Mais plus sérieusement, quelle est sa motivation? «J'avais déjà fait un tour du monde, plus jeune, avec mes trois enfants, explique-t-il. Mais il y a une dizaine d'années, j'ai ressenti, comment dire... Une espèce de vide, comme ça arrive souvent quand on est dans la mi-quarantaine. J'ai alors décidé de me fixer un projet: j'avais remarqué, pendant mes voyages, que plusieurs lieux visités faisaient partie des sites du Patrimoine mondial établi par l'UNESCO. Pourquoi ne pas tous les faire?»
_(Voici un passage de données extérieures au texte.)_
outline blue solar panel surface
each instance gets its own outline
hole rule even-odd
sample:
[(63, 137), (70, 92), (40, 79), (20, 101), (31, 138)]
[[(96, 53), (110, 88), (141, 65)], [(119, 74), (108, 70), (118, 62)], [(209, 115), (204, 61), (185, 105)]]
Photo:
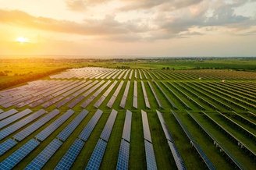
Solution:
[(9, 139), (0, 144), (0, 156), (5, 154), (18, 143), (12, 139)]
[(101, 138), (107, 142), (108, 141), (112, 127), (115, 123), (116, 115), (117, 115), (117, 111), (112, 109), (112, 111), (110, 113), (109, 118), (106, 122), (106, 125), (105, 126), (102, 130)]
[(32, 112), (32, 111), (29, 108), (27, 108), (26, 110), (23, 110), (19, 113), (15, 114), (14, 115), (12, 115), (10, 117), (6, 118), (5, 119), (0, 121), (0, 129), (14, 122), (20, 118), (27, 115), (30, 112)]
[(76, 129), (77, 126), (87, 116), (88, 111), (83, 110), (57, 136), (59, 140), (65, 141)]
[(126, 110), (126, 119), (124, 122), (122, 138), (127, 140), (128, 142), (130, 142), (130, 140), (131, 124), (132, 124), (132, 112), (129, 110)]
[(122, 140), (118, 160), (117, 160), (116, 169), (118, 170), (128, 169), (129, 154), (130, 154), (130, 143), (127, 141)]
[(54, 139), (25, 169), (41, 169), (62, 144), (60, 140)]
[(85, 126), (85, 128), (83, 129), (81, 133), (80, 134), (79, 137), (83, 140), (84, 141), (87, 141), (89, 138), (91, 132), (94, 129), (98, 121), (101, 118), (103, 112), (100, 109), (98, 109), (96, 112), (94, 113), (94, 116), (91, 119), (90, 122), (87, 123), (87, 125)]
[(156, 166), (153, 144), (146, 140), (144, 140), (144, 144), (145, 144), (145, 153), (146, 153), (146, 161), (147, 161), (147, 169), (148, 170), (158, 169)]
[(24, 118), (23, 119), (15, 122), (14, 124), (8, 126), (7, 128), (2, 129), (0, 131), (0, 140), (4, 139), (7, 136), (10, 135), (11, 133), (14, 133), (15, 131), (18, 130), (21, 127), (24, 126), (25, 125), (31, 122), (33, 120), (36, 119), (39, 116), (42, 115), (44, 113), (45, 113), (45, 111), (43, 109), (41, 109), (30, 115)]
[(65, 121), (66, 121), (75, 112), (68, 110), (64, 115), (47, 126), (44, 130), (39, 133), (35, 137), (41, 141), (45, 140), (51, 135), (58, 127), (59, 127)]
[(141, 115), (142, 115), (143, 134), (144, 139), (151, 143), (152, 140), (150, 133), (149, 124), (148, 124), (148, 115), (146, 112), (141, 110)]
[[(0, 113), (1, 112), (2, 112), (2, 110), (0, 109)], [(12, 115), (13, 114), (15, 114), (16, 112), (18, 112), (18, 111), (16, 110), (16, 109), (14, 109), (14, 108), (12, 108), (11, 110), (9, 110), (9, 111), (6, 111), (6, 112), (5, 112), (3, 113), (1, 113), (1, 115), (0, 115), (0, 120), (4, 119), (5, 118), (7, 118), (7, 117), (9, 117), (10, 115)]]
[(20, 147), (17, 151), (13, 152), (10, 156), (0, 163), (0, 169), (12, 169), (27, 154), (29, 154), (40, 142), (34, 139), (31, 139), (24, 145)]
[(85, 169), (97, 170), (99, 169), (104, 156), (105, 151), (107, 147), (107, 143), (102, 140), (99, 140), (91, 154), (89, 162)]
[(36, 131), (40, 127), (41, 127), (43, 125), (44, 125), (46, 122), (48, 122), (49, 120), (51, 120), (52, 118), (56, 116), (59, 113), (59, 111), (58, 109), (55, 109), (43, 118), (40, 119), (32, 125), (27, 126), (22, 131), (19, 132), (16, 135), (13, 136), (13, 137), (21, 141), (24, 138), (26, 138), (27, 136), (31, 134), (33, 132)]
[(76, 157), (84, 145), (84, 142), (80, 140), (76, 140), (69, 149), (58, 163), (55, 168), (55, 170), (70, 169)]

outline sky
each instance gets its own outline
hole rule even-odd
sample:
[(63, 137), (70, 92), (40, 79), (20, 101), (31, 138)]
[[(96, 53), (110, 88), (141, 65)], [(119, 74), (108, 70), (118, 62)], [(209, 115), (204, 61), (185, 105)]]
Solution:
[(256, 56), (256, 0), (0, 0), (0, 55)]

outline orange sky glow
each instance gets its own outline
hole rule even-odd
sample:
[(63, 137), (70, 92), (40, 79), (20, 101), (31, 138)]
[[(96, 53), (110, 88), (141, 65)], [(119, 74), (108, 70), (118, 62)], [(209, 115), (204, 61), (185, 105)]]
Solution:
[(0, 55), (255, 56), (254, 0), (0, 0)]

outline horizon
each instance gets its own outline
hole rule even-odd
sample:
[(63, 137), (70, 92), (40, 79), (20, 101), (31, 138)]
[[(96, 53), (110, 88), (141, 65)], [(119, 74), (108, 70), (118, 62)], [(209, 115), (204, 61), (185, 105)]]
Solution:
[(256, 55), (254, 0), (9, 0), (0, 5), (0, 56)]

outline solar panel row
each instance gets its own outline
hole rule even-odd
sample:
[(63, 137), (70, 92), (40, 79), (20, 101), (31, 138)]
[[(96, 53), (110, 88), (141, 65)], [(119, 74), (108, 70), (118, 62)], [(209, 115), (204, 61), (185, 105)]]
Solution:
[(117, 87), (116, 91), (114, 92), (114, 94), (112, 95), (112, 97), (111, 97), (110, 100), (108, 101), (108, 102), (107, 104), (107, 106), (108, 108), (112, 108), (112, 105), (113, 105), (113, 104), (114, 104), (114, 102), (115, 102), (115, 101), (116, 101), (118, 94), (120, 92), (120, 90), (121, 90), (121, 88), (123, 87), (123, 81), (122, 80), (120, 82), (120, 83), (119, 84), (119, 86)]
[(129, 167), (130, 143), (122, 139), (119, 153), (117, 159), (117, 170), (128, 170)]
[[(98, 81), (96, 80), (94, 83), (98, 83)], [(91, 83), (89, 84), (87, 86), (87, 88), (91, 88), (92, 86), (93, 87), (91, 87), (91, 89), (89, 89), (87, 92), (85, 92), (84, 94), (83, 94), (83, 95), (78, 97), (77, 98), (76, 98), (74, 101), (73, 101), (69, 104), (69, 108), (73, 108), (75, 105), (76, 105), (79, 102), (80, 102), (84, 98), (85, 98), (87, 96), (88, 96), (91, 93), (92, 93), (94, 90), (95, 90), (98, 87), (100, 87), (105, 81), (102, 80), (100, 83), (97, 83), (96, 85), (94, 85), (94, 83)]]
[(133, 107), (134, 107), (135, 108), (138, 108), (138, 92), (137, 92), (137, 84), (136, 80), (134, 80), (134, 86), (133, 86)]
[(143, 134), (144, 137), (147, 168), (148, 169), (157, 169), (147, 112), (141, 110), (141, 115), (142, 115)]
[(117, 111), (116, 111), (115, 109), (112, 109), (110, 113), (109, 118), (102, 130), (101, 138), (106, 142), (108, 142), (108, 139), (109, 139), (112, 127), (114, 126), (116, 115), (117, 115)]
[(70, 169), (72, 165), (75, 161), (79, 153), (82, 150), (84, 145), (84, 142), (81, 140), (76, 139), (60, 161), (58, 163), (57, 166), (55, 168), (55, 170), (68, 170)]
[(148, 142), (147, 140), (144, 140), (144, 145), (145, 145), (145, 153), (146, 153), (147, 169), (148, 170), (158, 169), (156, 166), (153, 144)]
[(18, 143), (12, 139), (9, 139), (5, 142), (2, 143), (0, 144), (0, 156), (5, 154), (9, 149), (11, 149), (12, 147), (14, 147), (16, 143)]
[(107, 143), (99, 139), (85, 169), (99, 169), (106, 147)]
[(5, 129), (0, 131), (0, 140), (4, 139), (7, 136), (10, 135), (11, 133), (14, 133), (15, 131), (18, 130), (19, 129), (22, 128), (23, 126), (26, 126), (27, 124), (31, 122), (34, 119), (37, 119), (38, 117), (41, 116), (43, 114), (45, 113), (45, 111), (41, 109), (29, 116), (24, 118), (23, 119), (12, 124), (11, 126), (6, 127)]
[(25, 169), (41, 169), (62, 144), (62, 143), (60, 140), (54, 139), (36, 158), (33, 159)]
[(173, 139), (172, 137), (172, 135), (171, 135), (171, 133), (170, 133), (170, 132), (168, 129), (168, 126), (165, 124), (165, 119), (162, 117), (162, 113), (158, 111), (156, 111), (156, 112), (157, 112), (157, 115), (158, 116), (162, 128), (162, 129), (165, 133), (165, 137), (167, 139), (168, 144), (170, 147), (170, 150), (171, 150), (172, 157), (174, 158), (174, 161), (176, 162), (176, 165), (177, 166), (177, 168), (179, 170), (186, 169), (183, 160), (182, 159), (182, 158), (181, 158), (181, 156), (179, 153), (179, 151), (177, 150), (177, 148), (175, 145), (174, 140), (173, 140)]
[(121, 99), (121, 103), (120, 103), (120, 107), (124, 108), (126, 106), (126, 100), (128, 97), (128, 92), (129, 92), (129, 88), (130, 88), (130, 81), (128, 81), (126, 83), (126, 89), (124, 90), (123, 97)]
[(74, 112), (75, 112), (73, 110), (68, 110), (61, 117), (59, 117), (51, 125), (47, 126), (44, 130), (41, 131), (35, 136), (35, 138), (41, 141), (44, 140), (49, 135), (51, 135), (54, 131), (55, 131), (59, 126), (60, 126), (65, 121), (66, 121)]
[(130, 142), (130, 140), (131, 125), (132, 125), (132, 112), (129, 110), (126, 110), (126, 119), (124, 122), (122, 138), (128, 142)]
[[(0, 111), (2, 111), (2, 110), (0, 110)], [(14, 108), (12, 108), (11, 110), (9, 110), (9, 111), (6, 111), (6, 112), (5, 112), (3, 113), (1, 113), (1, 115), (0, 115), (0, 120), (4, 119), (5, 118), (7, 118), (7, 117), (9, 117), (10, 115), (12, 115), (13, 114), (15, 114), (16, 112), (18, 112), (18, 111), (16, 110), (16, 109), (14, 109)]]
[(169, 97), (169, 96), (167, 96), (167, 94), (165, 94), (165, 92), (162, 90), (162, 88), (159, 86), (159, 84), (156, 82), (154, 81), (154, 83), (155, 83), (155, 85), (158, 87), (158, 89), (160, 90), (160, 91), (164, 94), (164, 96), (165, 97), (165, 98), (167, 99), (167, 101), (169, 101), (169, 103), (171, 104), (171, 106), (177, 109), (177, 106), (173, 103), (173, 101)]
[(87, 107), (91, 103), (91, 101), (93, 101), (104, 90), (104, 89), (105, 89), (107, 86), (108, 86), (110, 83), (111, 83), (110, 80), (105, 83), (92, 96), (91, 96), (87, 100), (86, 100), (84, 103), (82, 103), (81, 106), (83, 108)]
[(34, 122), (30, 126), (27, 126), (24, 129), (21, 130), (20, 132), (19, 132), (18, 133), (14, 135), (13, 138), (17, 140), (18, 141), (23, 140), (27, 136), (29, 136), (33, 132), (38, 129), (43, 125), (44, 125), (48, 121), (50, 121), (52, 119), (53, 119), (55, 116), (56, 116), (59, 113), (59, 111), (58, 109), (55, 109), (55, 110), (52, 111), (50, 113), (48, 113), (43, 118), (40, 119), (37, 122)]
[(83, 140), (84, 141), (87, 141), (89, 138), (91, 132), (94, 129), (98, 121), (100, 119), (103, 112), (100, 109), (98, 109), (94, 113), (94, 116), (91, 119), (90, 122), (80, 133), (79, 138)]
[(83, 110), (57, 136), (62, 141), (65, 141), (75, 130), (77, 126), (87, 116), (88, 111)]
[(151, 90), (151, 91), (153, 93), (154, 97), (155, 98), (155, 100), (156, 100), (156, 101), (157, 101), (157, 103), (158, 103), (158, 104), (159, 106), (159, 108), (163, 108), (162, 104), (162, 103), (161, 103), (161, 101), (160, 101), (158, 95), (156, 94), (155, 90), (152, 84), (149, 81), (148, 81), (148, 83), (149, 85), (150, 89)]
[(143, 125), (143, 134), (145, 140), (152, 143), (151, 135), (150, 133), (149, 124), (148, 121), (147, 112), (141, 110), (141, 116), (142, 116), (142, 125)]
[(105, 99), (107, 97), (107, 96), (110, 94), (111, 90), (114, 88), (116, 84), (117, 83), (117, 81), (115, 80), (112, 84), (108, 88), (108, 90), (103, 94), (103, 95), (95, 102), (94, 107), (98, 108), (102, 104), (102, 102), (105, 101)]
[(12, 115), (10, 117), (8, 117), (8, 118), (0, 121), (0, 129), (14, 122), (15, 121), (18, 120), (20, 118), (23, 118), (23, 117), (27, 115), (30, 112), (32, 112), (32, 111), (29, 108), (27, 108), (26, 110), (20, 112), (15, 114), (14, 115)]
[(0, 169), (12, 169), (34, 148), (40, 144), (40, 142), (34, 139), (30, 140), (24, 145), (13, 152), (10, 156), (0, 163)]
[(146, 87), (145, 87), (145, 85), (144, 85), (143, 81), (141, 81), (141, 87), (142, 87), (142, 91), (143, 91), (143, 95), (144, 97), (144, 101), (145, 101), (145, 104), (146, 104), (146, 107), (148, 108), (151, 108), (149, 101), (148, 101), (148, 94), (147, 94), (147, 91), (146, 91)]

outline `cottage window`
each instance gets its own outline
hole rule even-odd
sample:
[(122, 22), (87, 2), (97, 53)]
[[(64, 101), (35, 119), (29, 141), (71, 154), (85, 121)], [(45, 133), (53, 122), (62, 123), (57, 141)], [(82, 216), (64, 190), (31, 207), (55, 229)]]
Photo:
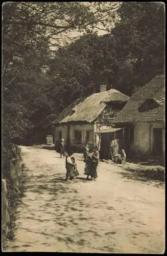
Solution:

Pourquoi pas, en effet? Le défi était lancé: à l'époque (2004), le nombre de sites du Patrimoine s'élève à 804, et Bruno Rodi estime avoir vu environ 90% de ceux-là à ce jour! En 2007, il décide aussi d'intégrer à sa quête la Liste du patrimoine culturel immatériel de l'UNESCO, c'est-à-dire une liste de pratiques culturelles transmises de génération en génération, en divers points du monde, du tango à la cuisine japonaise. Le registre de tous ces sites, c'est en quelque sorte la boussole, la ligne de conduite et le garde-fou de M. Rodi.

Un bon plan

«Je me suis fait un plan très précis, que j'ai modifié et bonifié à mesure que je voyageais, explique-t-il. Et je me suis fixé une règle: une fois que j'ai visité un site, je lis systématiquement un livre à son propos, que ce soit 50 ou 500 pages peu importe, afin de bien comprendre ce que j'ai vu.»

Dans l'ordinateur de M. Rodi, les longues listes de pays et sites défilent, ceux-ci suivis de la mention «LU» quand, effectivement, le voyageur a terminé sa lecture thématique. «C'est souvent un ouvrage que j'achète sur place parce que c'est le seul endroit où trouver de l'information, dans certains cas!»

Et s'il le peut, il vérifie ce qu'il a appris: une brodeuse de Lefkara (Chypre) lui affirme qu'elle suit un dessin de dentelle conçu par Léonard de Vinci lui-même, venu visiter l'île cinq siècles plus tôt, et qu'on en trouve un exemple à la cathédrale de Milan. Après avoir filmé la dame à l'oeuvre et posé une foule de questions, Bruno Rodi est passé par Milan, où il a pu constater, tant dans la cathédrale que dans le musée attenant, que les nappes d'autel arboraient bel et bien ce motif... de même que la nappe qui recouvre la longue table de La dernière cène, peint par Vinci entre 1494 et 1498 sur les murs d'un couvent milanais...

La dernière aventure

Évidemment, absolument toutes les occasions de voir un nouveau site du Patrimoine sont bonnes: «Il y a deux Noëls, j'étais en vacances avec ma famille en République dominicaine... et j'en ai profité pour aller faire un saut en Haïti, pendant une journée, pour visiter l'un des sites de l'UNESCO.»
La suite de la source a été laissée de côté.